Кысей продолжал обнимать и гладить меня по голове, а я окаменела от страха, что сейчас он оттолкнет меня и назовет колдуньей. Я прижалась к нему, отчаянно ловя его тепло и чувствуя, как исчезают мысли. Пустота разъедала, поднимаясь откуда-то изнутри, из темных, давно забытых уголков сознания, словно вонючая трясина, в которой я однажды захлебнусь.
— Я… колдунья? — не выдержала я пытки и замерла в ожидании приговора.
Кысей так крепко сжал меня в объятиях, что перехватило дыхание.
— Нет. Вы не колдунья. Нет.
Почему же я чувствую его страх? И еще что-то, такое тревожное и странное…
— А вода? Что она отразила?
— Ничего.
— Как?

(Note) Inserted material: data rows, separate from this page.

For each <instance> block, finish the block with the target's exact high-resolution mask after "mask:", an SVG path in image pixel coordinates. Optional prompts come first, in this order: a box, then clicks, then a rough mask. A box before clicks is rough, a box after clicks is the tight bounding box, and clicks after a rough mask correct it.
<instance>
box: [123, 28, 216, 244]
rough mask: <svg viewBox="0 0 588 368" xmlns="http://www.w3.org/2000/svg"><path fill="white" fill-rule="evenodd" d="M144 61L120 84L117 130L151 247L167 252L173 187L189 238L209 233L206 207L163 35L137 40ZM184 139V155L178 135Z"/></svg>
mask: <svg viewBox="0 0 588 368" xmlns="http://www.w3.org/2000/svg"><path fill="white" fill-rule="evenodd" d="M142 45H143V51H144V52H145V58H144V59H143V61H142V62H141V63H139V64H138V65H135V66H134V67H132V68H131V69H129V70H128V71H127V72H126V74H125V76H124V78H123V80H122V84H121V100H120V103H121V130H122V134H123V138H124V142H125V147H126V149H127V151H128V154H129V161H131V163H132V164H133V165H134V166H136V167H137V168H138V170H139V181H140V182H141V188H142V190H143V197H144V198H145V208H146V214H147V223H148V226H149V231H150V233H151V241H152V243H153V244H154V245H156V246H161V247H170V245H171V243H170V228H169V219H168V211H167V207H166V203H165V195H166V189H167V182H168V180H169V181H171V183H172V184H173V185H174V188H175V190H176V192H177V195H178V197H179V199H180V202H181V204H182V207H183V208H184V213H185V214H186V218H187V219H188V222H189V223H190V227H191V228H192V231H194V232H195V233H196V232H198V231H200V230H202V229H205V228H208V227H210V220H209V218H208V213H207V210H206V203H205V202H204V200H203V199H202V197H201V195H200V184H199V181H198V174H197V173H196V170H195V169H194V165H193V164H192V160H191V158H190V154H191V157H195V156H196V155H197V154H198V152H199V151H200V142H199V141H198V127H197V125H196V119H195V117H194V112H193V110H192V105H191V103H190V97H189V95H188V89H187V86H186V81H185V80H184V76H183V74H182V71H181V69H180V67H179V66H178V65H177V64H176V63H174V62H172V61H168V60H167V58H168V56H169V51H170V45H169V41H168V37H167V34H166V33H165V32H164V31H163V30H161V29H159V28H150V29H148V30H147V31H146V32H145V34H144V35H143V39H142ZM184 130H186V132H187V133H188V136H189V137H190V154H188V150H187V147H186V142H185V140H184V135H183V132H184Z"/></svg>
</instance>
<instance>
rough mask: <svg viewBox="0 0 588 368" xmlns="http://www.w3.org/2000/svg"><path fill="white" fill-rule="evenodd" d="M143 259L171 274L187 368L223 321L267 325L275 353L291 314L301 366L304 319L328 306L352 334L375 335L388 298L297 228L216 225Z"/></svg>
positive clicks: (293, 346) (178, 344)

Как ничего? Но она же должна была что-то отразить? — зрение вернулось, я вдруг осознала, что мы едем в экипаже, я полулежу на сиденье. Мерное покачивание, цокот копыт по мостовой, холод в ногах… Когда я успела намочить ноги? Сколько времени прошло? Кысей вдруг отстранился, несмотря на мою хватку, и заглянул в глаза, удерживая мне голову двумя руками.
— Слушайте меня внимательно. Вам нездоровилось после путешествия, поэтому… — по его лицу пробежала едва заметная тень, — поэтому вы весь день никуда не выходили. Вас даже близко не было рядом с Ясной купелью. Вы меня поняли?
— Почему? Что там произошло?
— Ничего. Ничего не произошло, — он опять притянул меня к себе и погладил по голове, но я точно знала, что он врет.
А еще он… Господи, да он же чувствует себя виноватым, словно нашкодивший мальчишка!
— Я же все равно узнаю, — прошептала я, спрятав лицо у него на груди. — Что отразила вода?
— Ничего, — упрямо повторил он.
— Такого не может быть.
— Может. Потому что вода ушла. Ясная купель пересохла.
Я нахмурилась, не понимая его страха.
— Это плохо?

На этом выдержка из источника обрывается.